S'il y a une partie de concurrence entre WP et le DHS, les deux organismes vivent avant tout en symbiose. Du côté du DHS, c'est 20% du trafic sur leur site web qui provient d'un lien cliqué sur une page Wikipédia, et un tiers des articles du DHS sont liés depuis la Wikipédia germanophone. On n'en est pas là sur Wikipédia FR, mais on va faire chauffer un peu le modèle DHS (qui est lié environ 500 fois pour l'instant). Du côté WP, l'avantage d'avoir accès à toute l'information du DHS sur internet sans passer par une bibliothèque est évident.
Quid de la qualité ? En général, les articles du DHS sont meilleurs que ceux que Wikipédia. Pas de surprise: le DHS a démarré il y a plus de vingt ans, avec un budget total prévu de 80 à 100 millions de francs suisses, et travaille avec 40 employés fixes et des milliers d'auteurs spécialistes mandatés (et rétribués) pour ce projet. Si Wikipédia arrivait à faire mieux, ça fait longtemps que des têtes seraient tombées à la rédaction !

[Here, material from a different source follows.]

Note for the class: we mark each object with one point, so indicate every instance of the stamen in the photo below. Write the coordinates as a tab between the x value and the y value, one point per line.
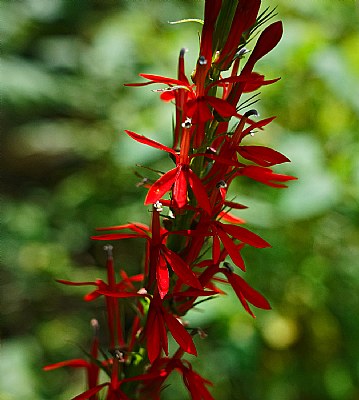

Néanmoins, le rédacteur en chef reste admiratif devant certains articles de Wikipédia, clairement meilleurs que leur équivalent du DHS: typiquement, des articles qui ont du être tronqués pour rentrer dans la place disponible sur le DHS imprimé, mais qui peuvent être développés plus longuement dans Wikipédia. Mais il arrive aussi, dans certains cas, que les auteurs mandatés fassent du mauvais travail (détecté par la rédaction) — voire même plagient carrément d'autres sources, dont Wikipédia !
Justement, le plagiat était une question que nous voulions (en tout cas moi) absolument aborder avec la rédaction: d'abord, pour les assurer que la communauté Wikipédienne cherche activement à se débarasser des plagiats, et ensuite leur donner des personnes qu'ils peuvent contacter directement en cas de problème. Finalement, ce n'était pas nécessaire, car ils étaient déjà convaincus. Non pas que le plagiat ne soit pas un problème pour eux, au contraire: les textes du DHS se retrouvent plagiés à d'innombrables endroits, dans des journaux, ou dans d'autres encyclopédies
Au-delà des discussions, nous avons eu le plaisir d'offrir à la rédaction du DHS deux copies du livre de Florence et Guillaume⁴
Pour le futur, le DHS, et plus particulièrement l'eDHS, sa version électronique, va devoir réfléchir à son évolution. L'un des axes étudiés est l'idée de s'ouvrir un peu à la collaboration, en permettant à d'autres entités (universités, archives d'état, etc) d'éditer directement les articles (la rédaction gardant le dernier mot). Nous nous sommes proposés pour rester en contact et participer à la discussion, pouvant amener notre expérience du travail collaboratif. Et ce ne sont pas les autres idées de collaboration qui manquent...
Voila, un résumé déjà bien long mais qui ne couvre néanmoins qu'une partie de tout ce qui a été discuté pendant cette après-midi. Les autres participants auront sûrement d'autres points qui les ont marqués qu'ils n'hésiteront pas à ajouter en commentaires.
1. Promis Guillaume, il n'y aura pas d'autre conditionnel dans cette note !
2. Non, nous ne dénoncerons ni son nom, ni son pseudo !
3. De nouveau, j'ai des noms, mais ne balancerai pas.
1 commentaire:
Billet très très intéressant. Merci.